The playhouses best equipped to face whatever 2006 throws at them will be the ones that emphasize the old-fashioned immediacy of live performance while providing potential audiences with show information the way they want it -- which is increasingly high-tech. Every playhouse should foster a chatty online community as an extension of its mailing list. When people can watch TV shows on their cell phones, theaters must take every advantage of new media to get their message out. Future fans face increasing demands on their time and attention, no matter how low gas prices get.
Next year Georgia Shakespeare promises some fun shows, such as a remount of the flamboyantly silly Comedy of Errors for its free "Shake at the Lake" production at Piedmont Park, and a fall production of Othello, starring Brandon J. Dirden and directed by Alliance associate artistic director Kent Gash. But the big guns come out at summer.

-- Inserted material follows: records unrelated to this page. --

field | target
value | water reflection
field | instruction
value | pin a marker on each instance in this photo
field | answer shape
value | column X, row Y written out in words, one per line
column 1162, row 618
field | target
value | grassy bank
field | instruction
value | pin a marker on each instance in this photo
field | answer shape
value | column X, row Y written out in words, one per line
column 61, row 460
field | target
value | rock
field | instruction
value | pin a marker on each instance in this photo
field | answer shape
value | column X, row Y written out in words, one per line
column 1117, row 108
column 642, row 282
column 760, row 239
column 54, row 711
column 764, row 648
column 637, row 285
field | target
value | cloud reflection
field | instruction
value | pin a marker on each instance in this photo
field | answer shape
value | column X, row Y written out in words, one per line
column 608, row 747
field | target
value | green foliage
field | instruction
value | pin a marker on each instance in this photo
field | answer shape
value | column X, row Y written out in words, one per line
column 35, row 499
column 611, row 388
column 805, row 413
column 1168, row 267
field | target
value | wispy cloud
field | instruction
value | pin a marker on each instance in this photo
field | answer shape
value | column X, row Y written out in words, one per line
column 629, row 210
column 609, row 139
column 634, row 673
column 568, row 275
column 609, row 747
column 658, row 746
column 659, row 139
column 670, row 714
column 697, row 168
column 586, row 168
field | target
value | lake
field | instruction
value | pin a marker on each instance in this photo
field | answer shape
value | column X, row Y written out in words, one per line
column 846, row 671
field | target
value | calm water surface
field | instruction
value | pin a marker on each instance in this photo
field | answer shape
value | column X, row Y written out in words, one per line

Opening June 7, Hamlet reteams Daniel May (in the title role) and director Jasson Minadakis, who frequently work together at Actor's Express. (Minadakis is no stranger to the Bard, having formerly been the artistic director of the Cincinnati Shakespeare Festival.) Hamlet plays in rotating repertory with the comedy Twelfth Night in June and July, then Georgia Shakespeare presents the regional premiere of Mary Zimmerman's acclaimed Metamorphoses (July 27-Aug. 13), which converts the stage into a 24-foot-wide swimming pool -- and explains why the show will not run in repertory with the other two ... unless they come up with aquatic concepts for the other shows -- a men's synchronized swimming version of Hamlet, perhaps?